1) Choisir un architecte cohérent avec ses attentes

Il est fortement conseillé de privilégier une personne avec qui les relations soient professionnelles, faciles et agréables pour tout projet architectural. Pour qu’un chantier soit mené à bien, l’architecte doit commencer par échanger avec son client. Dès lors, il pourra cerner plus rapidement ses attentes. La communication est un outils clé pour le bon déroulement du projet. Il faut bien être conscient que le propriétaire sera amené à évoquer ses souhaits et ses craintes.

De même, l’architecte devra faire part des contraintes techniques et financières éventuelles. Le projet risque d’être très compliqué si les deux parties ne s’entendent pas. Le choix d’un architecte doit donc s’orienter vers une personne de confiance. Celle-ci saura mieux s’adapter aux demandes de son client. Elle pourra le conseiller sur les aspects de faisabilité technique voire esthétique. Si l’architecte se montre pertinent dans ses propositions, le projet sera plus facilement en cohérence avec les désirs du propriétaire.

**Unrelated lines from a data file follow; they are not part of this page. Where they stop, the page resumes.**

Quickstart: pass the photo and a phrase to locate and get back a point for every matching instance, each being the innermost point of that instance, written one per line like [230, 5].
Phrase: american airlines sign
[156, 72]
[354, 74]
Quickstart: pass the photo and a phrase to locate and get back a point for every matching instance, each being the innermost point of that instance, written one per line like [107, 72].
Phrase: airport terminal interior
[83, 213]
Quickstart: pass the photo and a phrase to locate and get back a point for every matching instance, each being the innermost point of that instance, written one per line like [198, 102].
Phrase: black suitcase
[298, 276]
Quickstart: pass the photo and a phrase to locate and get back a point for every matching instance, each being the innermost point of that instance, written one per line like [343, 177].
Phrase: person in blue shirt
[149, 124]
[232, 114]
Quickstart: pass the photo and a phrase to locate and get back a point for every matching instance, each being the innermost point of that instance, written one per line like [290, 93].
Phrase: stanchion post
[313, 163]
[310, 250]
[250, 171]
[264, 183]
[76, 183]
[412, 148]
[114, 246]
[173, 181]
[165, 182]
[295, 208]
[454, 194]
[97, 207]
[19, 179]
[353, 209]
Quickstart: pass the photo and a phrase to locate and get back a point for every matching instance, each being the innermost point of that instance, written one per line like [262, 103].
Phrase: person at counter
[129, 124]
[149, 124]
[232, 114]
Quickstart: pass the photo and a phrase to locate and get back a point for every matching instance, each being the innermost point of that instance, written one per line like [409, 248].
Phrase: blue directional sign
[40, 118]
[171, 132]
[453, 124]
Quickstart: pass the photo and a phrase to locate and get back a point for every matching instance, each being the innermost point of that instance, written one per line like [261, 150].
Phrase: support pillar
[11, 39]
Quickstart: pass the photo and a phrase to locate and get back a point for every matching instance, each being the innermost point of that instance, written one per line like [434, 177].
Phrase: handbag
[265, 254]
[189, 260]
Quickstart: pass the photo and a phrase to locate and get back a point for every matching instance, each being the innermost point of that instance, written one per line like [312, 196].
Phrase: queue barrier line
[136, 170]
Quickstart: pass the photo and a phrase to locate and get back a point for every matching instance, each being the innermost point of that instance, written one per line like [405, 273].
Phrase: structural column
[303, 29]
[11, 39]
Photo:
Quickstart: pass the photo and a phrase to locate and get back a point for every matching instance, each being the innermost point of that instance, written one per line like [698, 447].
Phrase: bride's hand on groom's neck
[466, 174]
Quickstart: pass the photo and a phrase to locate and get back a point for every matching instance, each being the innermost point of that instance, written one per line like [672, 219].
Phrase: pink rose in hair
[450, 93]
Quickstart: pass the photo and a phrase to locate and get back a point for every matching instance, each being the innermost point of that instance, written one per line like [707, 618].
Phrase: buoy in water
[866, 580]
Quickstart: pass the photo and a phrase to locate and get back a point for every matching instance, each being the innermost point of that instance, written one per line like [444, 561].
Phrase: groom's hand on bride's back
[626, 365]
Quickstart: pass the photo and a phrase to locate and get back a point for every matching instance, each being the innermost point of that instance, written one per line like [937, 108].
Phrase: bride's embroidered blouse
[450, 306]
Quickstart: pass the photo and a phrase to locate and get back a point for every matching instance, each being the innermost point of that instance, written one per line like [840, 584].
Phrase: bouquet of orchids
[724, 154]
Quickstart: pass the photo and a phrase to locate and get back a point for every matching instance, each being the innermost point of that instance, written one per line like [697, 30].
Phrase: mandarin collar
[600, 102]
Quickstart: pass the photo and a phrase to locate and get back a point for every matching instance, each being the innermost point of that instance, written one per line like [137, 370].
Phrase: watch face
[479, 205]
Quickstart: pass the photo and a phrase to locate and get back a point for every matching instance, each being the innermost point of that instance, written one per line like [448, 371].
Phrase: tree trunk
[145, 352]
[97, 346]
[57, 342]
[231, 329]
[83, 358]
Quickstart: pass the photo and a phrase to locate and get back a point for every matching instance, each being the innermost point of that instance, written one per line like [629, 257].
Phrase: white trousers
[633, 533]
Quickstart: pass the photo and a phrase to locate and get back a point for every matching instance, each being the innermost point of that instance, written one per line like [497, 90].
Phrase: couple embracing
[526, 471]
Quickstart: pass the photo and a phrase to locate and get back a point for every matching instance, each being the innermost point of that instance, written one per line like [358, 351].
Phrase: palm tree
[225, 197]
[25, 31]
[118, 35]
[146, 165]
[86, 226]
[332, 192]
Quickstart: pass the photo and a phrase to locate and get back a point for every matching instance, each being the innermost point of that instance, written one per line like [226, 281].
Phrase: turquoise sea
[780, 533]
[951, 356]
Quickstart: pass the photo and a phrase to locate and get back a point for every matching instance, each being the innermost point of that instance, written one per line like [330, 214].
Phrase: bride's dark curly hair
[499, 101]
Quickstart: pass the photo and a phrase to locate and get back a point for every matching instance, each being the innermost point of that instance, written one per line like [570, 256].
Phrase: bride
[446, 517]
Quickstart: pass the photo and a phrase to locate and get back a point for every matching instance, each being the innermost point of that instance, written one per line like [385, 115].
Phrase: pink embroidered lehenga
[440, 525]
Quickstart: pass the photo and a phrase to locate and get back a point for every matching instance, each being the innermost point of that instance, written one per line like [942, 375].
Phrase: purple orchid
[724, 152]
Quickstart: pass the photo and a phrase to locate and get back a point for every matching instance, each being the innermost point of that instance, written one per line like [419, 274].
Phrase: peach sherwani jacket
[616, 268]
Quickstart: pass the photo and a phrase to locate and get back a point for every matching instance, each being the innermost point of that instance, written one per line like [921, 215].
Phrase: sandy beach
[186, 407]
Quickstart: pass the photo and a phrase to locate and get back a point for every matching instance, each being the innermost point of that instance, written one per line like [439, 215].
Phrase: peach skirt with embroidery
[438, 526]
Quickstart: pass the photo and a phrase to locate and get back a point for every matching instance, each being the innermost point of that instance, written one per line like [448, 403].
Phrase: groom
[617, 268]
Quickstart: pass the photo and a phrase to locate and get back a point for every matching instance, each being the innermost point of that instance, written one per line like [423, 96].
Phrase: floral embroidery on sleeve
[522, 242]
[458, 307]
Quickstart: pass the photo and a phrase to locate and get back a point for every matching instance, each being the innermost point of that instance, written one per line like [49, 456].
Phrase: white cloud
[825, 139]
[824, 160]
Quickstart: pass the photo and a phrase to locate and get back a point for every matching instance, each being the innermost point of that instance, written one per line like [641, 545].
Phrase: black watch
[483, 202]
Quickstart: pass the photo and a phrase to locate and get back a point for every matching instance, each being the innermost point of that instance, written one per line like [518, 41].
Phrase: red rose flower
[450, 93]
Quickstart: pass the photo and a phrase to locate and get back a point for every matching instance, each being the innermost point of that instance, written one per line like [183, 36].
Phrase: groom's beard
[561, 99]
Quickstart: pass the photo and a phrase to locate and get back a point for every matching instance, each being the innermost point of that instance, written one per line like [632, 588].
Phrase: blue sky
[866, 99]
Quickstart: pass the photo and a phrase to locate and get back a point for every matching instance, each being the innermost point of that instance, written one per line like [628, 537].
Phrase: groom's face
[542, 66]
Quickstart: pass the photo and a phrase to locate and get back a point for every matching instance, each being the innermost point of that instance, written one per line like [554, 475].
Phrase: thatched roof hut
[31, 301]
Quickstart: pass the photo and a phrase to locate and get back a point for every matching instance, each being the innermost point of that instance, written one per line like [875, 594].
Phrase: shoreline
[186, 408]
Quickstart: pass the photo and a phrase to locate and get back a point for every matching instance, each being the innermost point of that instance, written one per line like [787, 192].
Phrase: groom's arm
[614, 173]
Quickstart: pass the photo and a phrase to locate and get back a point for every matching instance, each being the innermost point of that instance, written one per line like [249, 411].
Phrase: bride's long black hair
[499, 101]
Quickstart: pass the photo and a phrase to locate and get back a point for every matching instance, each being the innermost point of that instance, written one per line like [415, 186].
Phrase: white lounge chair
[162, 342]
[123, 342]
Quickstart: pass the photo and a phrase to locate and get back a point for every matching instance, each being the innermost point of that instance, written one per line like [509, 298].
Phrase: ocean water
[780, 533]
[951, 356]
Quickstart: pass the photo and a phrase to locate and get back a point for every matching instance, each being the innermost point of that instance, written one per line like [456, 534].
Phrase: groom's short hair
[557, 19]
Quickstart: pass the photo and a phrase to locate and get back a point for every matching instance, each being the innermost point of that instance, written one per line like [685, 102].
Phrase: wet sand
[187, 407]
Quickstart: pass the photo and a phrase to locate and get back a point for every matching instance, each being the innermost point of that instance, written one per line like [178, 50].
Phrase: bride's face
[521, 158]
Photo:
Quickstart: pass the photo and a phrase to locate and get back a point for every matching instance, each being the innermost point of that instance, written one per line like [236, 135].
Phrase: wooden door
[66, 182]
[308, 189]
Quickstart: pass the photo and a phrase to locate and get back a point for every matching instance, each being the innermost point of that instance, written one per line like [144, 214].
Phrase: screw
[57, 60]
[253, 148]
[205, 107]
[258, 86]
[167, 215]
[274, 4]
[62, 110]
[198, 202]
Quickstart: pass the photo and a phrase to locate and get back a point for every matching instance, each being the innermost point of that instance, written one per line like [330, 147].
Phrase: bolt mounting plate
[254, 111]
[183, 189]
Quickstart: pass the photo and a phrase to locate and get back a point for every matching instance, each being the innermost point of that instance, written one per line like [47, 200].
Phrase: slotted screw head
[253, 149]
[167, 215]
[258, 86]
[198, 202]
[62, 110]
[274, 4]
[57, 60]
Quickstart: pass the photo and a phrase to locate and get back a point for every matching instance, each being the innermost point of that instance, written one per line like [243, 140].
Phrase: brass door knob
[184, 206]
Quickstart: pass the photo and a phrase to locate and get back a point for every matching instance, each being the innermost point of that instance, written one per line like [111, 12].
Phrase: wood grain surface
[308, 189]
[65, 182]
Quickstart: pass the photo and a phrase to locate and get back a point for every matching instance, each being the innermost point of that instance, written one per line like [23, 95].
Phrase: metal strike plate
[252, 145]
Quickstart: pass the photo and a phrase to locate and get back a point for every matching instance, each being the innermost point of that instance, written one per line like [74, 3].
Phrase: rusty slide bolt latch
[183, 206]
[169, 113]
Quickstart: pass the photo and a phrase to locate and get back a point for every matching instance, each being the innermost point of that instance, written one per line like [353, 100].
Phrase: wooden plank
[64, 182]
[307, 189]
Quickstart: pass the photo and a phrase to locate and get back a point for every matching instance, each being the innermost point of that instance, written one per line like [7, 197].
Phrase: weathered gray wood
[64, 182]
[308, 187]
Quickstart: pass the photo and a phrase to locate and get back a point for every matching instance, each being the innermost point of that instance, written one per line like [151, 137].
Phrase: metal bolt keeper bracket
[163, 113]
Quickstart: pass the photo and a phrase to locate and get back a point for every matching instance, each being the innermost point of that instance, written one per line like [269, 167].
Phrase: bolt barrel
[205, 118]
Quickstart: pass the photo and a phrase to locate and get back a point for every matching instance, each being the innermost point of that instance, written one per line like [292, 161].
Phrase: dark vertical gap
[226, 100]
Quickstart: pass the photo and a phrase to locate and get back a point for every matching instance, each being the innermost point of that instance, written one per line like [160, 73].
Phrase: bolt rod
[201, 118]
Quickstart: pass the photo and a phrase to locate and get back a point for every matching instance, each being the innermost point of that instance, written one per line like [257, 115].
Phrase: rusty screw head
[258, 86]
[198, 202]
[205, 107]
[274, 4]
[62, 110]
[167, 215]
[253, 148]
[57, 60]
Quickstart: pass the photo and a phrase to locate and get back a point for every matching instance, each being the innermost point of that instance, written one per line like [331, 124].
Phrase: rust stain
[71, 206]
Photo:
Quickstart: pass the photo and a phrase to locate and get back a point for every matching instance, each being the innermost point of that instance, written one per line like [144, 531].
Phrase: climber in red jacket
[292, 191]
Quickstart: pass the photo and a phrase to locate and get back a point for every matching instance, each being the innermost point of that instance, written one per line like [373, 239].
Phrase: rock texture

Comment choisir le bon architecte ?

2) Choisir un architecte à proximité du site

Choisir un architecte proche du bâtiment est un gros avantage car il pourra être présent sur le chantier. Cela lui permettra de mieux le contrôler mais aussi d’être présent plus facilement auprès du propriétaire afin d’optimiser la communication. Il pourra également accéder plus rapidement aux secteurs professionnels et administratifs locaux.

3) Réfléchir à l’expérience souhaitée de l’architecte

Un point important dans le choix de l’architecte, c’est son expérience des chantiers. Plus un architecte a acquis de l’expérience plus il est expert dans son domaine.

Néanmoins, un jeune architecte peut présenter l’avantage de se montrer plus innovant et entreprenant. Peut-être aussi plus moderne dans sa manière de fonctionner. Surtout, puisque que le propriétaire fera partie de ses premiers clients, il aura tout intérêt à se montrer dévoué et impliqué. Ainsi il proposera sans doute plus facilement de nouvelles idées. Il s’investira davantage et sera attentif aux attentes du client lors de chaque entretien. Par ailleurs, la notion de coût est également un critère qui peut jouer dans le choix d’un jeune architecte.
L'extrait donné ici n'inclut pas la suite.